I've done just this using cURL and jq ("like sed
, but for JSON"). For example, you can do the following to get CSV output for the top 20 values of a given facet:
$ curl -X GET 'http://localhost:9200/myindex/item/_search?from=0&size=0' -d '
{"from": 0,
"size": 0,
"facets": {
"sourceResource.subject.name": {
"global": true,
"terms": {
"order": "count",
"size": 20,
"all_terms": true,
"field": "sourceResource.subject.name.not_analyzed"
}
}
},
"sort": [
{
"_score": "desc"
}
],
"query": {
"filtered": {
"query": {
"match_all": {}
}
}
}
}' | jq -r '.facets["subject"].terms[] | [.term, .count] | @csv'
"United States",33755
"Charities--Massachusetts",8304
"Almshouses--Massachusetts--Tewksbury",8304
"Shields",4232
"Coat of arms",4214
"Springfield College",3422
"Men",3136
"Trees",3086
"Session Laws--Massachusetts",2668
"Baseball players",2543
"Animals",2527
"Books",2119
"Women",2004
"Landscape",1940
"Floral",1821
"Architecture, Domestic--Lowell (Mass)--History",1785
"Parks",1745
"Buildings",1730
"Houses",1611
"Snow",1579
I've used Python successfully, and the scripting approach is intuitive and concise. The ES client for python makes life easy. First grab the latest Elasticsearch client for Python here:
http://www.elasticsearch.org/blog/unleash-the-clients-ruby-python-php-perl/#python
Then your Python script can include calls like:
import elasticsearch
import unicodedata
import csv
es = elasticsearch.Elasticsearch(["10.1.1.1:9200"])

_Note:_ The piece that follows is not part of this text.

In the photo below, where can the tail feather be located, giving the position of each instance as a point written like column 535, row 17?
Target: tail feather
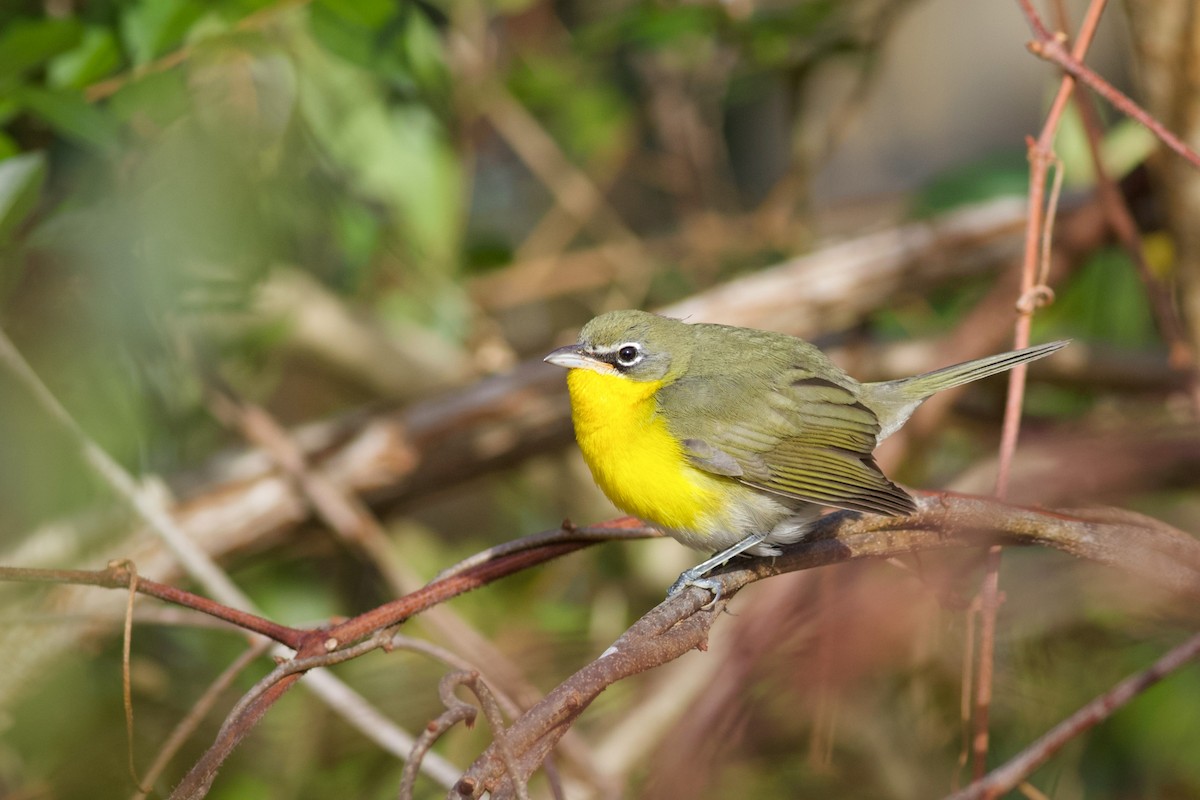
column 897, row 400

# this returns up to 500 rows, adjust to your needs
res = es.search(index="YourIndexName", body={"query": {"match": {"title": "elasticsearch"}}},500)
sample = res['hits']['hits']
# then open a csv file, and loop through the results, writing to the csv
with open('outputfile.tsv', 'wb') as csvfile:
filewriter = csv.writer(csvfile, delimiter='\t', # we use TAB delimited, to handle cases where freeform text may have a comma
quotechar='|', quoting=csv.QUOTE_MINIMAL)
# create column header row
filewriter.writerow(["column1", "column2", "column3"]) #change the column labels here
for hit in sample:
# fill columns 1, 2, 3 with your data
col1 = hit["some"]["deeply"]["nested"]["field"].decode('utf-8') #replace these nested key names with your own
col1 = col1.replace('\n', ' ')
# col2 = , col3 = , etc...
filewriter.writerow([col1,col2,col3])
You may want to wrap the calls to the column['key'] references in try / catch error handling, since documents are unstructured, and may not have the field from time to time (depends on your index).
I have a complete Python sample script using the latest ES python client available here:
https://github.com/jeffsteinmetz/pyes2csv